Full Self-Driving würde als digitaler Reisepass fungieren, der dem Gesicht des Fahrers aufgedrückt wird. Diese Metapher birgt praktische Kompromisse: strengere Kontrolle und ein reibungsloseres Abrechnungsmodell für Tesla, aber neue Datenschutz- und Zustimmungsprobleme für die Fahrer.

Werden die Fahrer biometrische ID-Checks akzeptieren?

Die öffentliche Meinung ist gemischt. Eine aktuelle Notiz des Pew Research Center zeigt, dass Amerikaner einige Altersverifizierungen online unterstützen, aber unbehaglich sind, wenn sie ID-Dokumente an Plattformen weitergeben. Eine separate Umfrage der Versicherungsseite The Zebra ergab, dass die meisten Fahrer Auto-Funktionen ablehnen, die ihre Kontrolle einschränken, wie z. B. obligatorische Geschwindigkeitsbegrenzer. Diese Einstellungen deuten auf eine Einführung mit Reibungsverlusten hin: Die Menschen werden Sicherheitsanreize eher tolerieren als wahrgenommene Überwachung oder monetarisierte Gatekeeping.

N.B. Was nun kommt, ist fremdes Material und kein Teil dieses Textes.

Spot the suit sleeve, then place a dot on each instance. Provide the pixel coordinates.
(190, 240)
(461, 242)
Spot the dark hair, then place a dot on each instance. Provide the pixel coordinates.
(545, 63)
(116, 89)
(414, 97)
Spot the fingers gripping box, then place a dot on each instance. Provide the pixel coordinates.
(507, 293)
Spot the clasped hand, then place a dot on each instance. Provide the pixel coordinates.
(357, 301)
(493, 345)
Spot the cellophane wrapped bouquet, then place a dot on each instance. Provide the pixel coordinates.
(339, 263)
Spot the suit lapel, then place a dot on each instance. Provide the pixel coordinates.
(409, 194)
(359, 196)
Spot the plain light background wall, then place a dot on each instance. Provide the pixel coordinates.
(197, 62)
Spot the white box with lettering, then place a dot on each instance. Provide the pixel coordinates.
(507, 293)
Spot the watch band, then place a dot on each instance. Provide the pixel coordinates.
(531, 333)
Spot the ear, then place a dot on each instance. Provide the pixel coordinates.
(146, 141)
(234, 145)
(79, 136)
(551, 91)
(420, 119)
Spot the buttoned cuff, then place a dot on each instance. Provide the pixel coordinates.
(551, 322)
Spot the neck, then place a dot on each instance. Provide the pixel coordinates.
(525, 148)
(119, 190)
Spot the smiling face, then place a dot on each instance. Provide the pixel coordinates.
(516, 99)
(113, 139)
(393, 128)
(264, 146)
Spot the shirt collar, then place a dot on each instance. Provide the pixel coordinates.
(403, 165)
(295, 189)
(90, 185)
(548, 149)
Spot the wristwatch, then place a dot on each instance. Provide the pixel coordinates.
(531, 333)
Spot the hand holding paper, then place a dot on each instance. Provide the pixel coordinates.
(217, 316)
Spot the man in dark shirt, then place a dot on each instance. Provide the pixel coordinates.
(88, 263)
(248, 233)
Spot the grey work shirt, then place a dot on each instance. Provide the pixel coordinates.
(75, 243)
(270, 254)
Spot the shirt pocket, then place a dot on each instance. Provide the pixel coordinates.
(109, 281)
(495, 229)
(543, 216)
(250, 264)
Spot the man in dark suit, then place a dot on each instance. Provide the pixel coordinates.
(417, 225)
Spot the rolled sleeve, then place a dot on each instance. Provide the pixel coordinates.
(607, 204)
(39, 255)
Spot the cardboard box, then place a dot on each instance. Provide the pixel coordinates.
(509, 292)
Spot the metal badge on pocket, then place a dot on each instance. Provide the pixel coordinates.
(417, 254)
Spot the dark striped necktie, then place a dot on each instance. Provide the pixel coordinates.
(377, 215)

Ich sage Ihnen, worauf Sie als Nächstes achten sollten: offizielle Benachrichtigungen in der Tesla-App, ein Firmware-Update für das Fahrzeug, das sich auf Identitäts- oder Profilprüfungen bezieht, und behördliche Einreichungen, die biometrische Prüfungen erwähnen. Behalten Sie Electrek, X-Threads von Tesla_App_iOS und die eigenen Versionshinweise des Unternehmens im Auge; diese deuten oft auf Produktbewegungen hin, bevor Pressemitteilungen erscheinen.

Tesla hat Anfragen nach einem Kommentar nicht beantwortet, und solange Code keine Firmware wird, bleibt die Änderung spekulativ – aber die Richtung ist klar: Die ID-Verifizierung verlässt Websites und nimmt den Fahrersitz ein. Wie weit werden Sie Ihrem Auto ins Gesicht schauen lassen, bevor es entscheidet, ob Sie fahren dürfen?